As a restorative measure, keratin is a good product to apply to damaged or brittle hair. The keratin works to restore the damaged shafts and follicles of hair, restoring strength and adding additional layers of resilience to outside influences and environmental forces, such as wind.

As hair is primarily composed of keratin, many hair products that boast rejuvenating hair, or restoring its shine and brilliance, are keratin-based products. Typically, these are commercials that speak about eliminating frizz, or strengthening hair. Specifically, there are entire product lines that are dedicated to the restoration and strengthening of hair, such as TRESemmé’s line of Keratin Smooth, a hair product that serves to attain smooth and sleek hair, for 48 hours after use.

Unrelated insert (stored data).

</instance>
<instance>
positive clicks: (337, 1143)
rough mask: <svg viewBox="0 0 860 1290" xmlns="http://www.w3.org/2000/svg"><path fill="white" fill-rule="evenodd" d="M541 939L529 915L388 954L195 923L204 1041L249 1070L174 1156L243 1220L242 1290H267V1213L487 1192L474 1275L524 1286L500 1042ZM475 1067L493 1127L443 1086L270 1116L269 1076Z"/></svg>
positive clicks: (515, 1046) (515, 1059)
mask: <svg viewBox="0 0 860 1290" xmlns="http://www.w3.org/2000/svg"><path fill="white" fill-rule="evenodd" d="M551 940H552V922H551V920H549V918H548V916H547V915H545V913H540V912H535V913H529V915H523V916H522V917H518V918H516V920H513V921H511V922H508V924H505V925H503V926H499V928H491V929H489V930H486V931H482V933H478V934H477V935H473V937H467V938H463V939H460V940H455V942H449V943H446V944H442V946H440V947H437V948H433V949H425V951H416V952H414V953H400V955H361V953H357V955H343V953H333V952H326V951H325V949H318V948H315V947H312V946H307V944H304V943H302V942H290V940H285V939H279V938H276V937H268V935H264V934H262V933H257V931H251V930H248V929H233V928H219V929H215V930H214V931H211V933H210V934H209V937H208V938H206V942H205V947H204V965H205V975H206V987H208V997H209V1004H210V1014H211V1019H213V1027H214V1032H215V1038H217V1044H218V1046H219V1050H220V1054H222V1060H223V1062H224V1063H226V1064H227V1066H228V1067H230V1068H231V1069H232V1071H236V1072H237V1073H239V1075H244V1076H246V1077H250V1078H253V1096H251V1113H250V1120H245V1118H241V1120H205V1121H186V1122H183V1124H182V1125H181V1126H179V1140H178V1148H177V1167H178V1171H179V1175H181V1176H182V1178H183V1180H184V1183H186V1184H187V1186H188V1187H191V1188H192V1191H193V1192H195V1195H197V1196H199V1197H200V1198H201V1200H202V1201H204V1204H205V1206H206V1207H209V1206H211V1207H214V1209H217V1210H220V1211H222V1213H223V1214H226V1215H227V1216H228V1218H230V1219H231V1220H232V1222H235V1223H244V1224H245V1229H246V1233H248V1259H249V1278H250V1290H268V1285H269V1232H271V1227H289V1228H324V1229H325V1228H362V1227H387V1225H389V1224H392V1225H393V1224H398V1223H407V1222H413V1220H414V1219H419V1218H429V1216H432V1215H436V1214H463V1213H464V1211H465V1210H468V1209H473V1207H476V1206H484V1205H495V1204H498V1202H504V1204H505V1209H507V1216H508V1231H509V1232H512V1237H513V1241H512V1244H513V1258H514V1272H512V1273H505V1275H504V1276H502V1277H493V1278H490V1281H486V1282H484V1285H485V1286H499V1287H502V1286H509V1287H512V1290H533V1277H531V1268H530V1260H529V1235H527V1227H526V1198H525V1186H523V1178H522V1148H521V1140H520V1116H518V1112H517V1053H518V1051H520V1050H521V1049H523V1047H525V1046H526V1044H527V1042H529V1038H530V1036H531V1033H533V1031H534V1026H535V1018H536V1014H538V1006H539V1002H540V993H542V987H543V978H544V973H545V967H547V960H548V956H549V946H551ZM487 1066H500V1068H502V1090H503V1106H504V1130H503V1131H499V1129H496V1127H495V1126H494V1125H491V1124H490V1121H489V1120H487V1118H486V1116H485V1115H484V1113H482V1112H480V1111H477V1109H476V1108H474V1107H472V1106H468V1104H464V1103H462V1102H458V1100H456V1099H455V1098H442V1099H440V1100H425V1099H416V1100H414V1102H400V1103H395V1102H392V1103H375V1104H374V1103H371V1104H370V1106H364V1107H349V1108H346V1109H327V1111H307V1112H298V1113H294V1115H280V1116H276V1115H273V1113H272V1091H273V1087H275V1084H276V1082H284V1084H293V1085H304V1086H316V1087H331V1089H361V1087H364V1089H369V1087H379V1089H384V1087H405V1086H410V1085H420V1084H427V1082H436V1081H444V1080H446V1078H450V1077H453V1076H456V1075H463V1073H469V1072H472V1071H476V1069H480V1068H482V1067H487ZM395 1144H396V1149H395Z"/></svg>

After the huge OSHA investigation, many of the hazardous materials were removed, with warning labels and proper material lists placed on canisters and containers. Now, removing frizz and restoring elasticity to one’s hair has never been easier, and doesn’t even require a trip to the salon. However, not all hairstylists agree.

“If you’ve had a keratin treatment in the salon, keratin-protecting shampoos are essential—normal shampoos will quickly wash away that expensive treatment,” says Avi Elkayam, hairdresser and CEO of Runway Tools. “I’m not totally convinced that keratin shampoos by themselves really do anything.”

Others argue that the effectiveness of keratin-based shampoos isn’t as explosively or immediately noticeable, but works more as a measure of building up the strength and resilience of hair. According to Amanda Shackleton, a celebrity hair stylist, results might not be immediate but “keratin shampoo works like a domino effect—by using the product consistently, it builds up protein levels on the hair, making it stronger and sleeker.”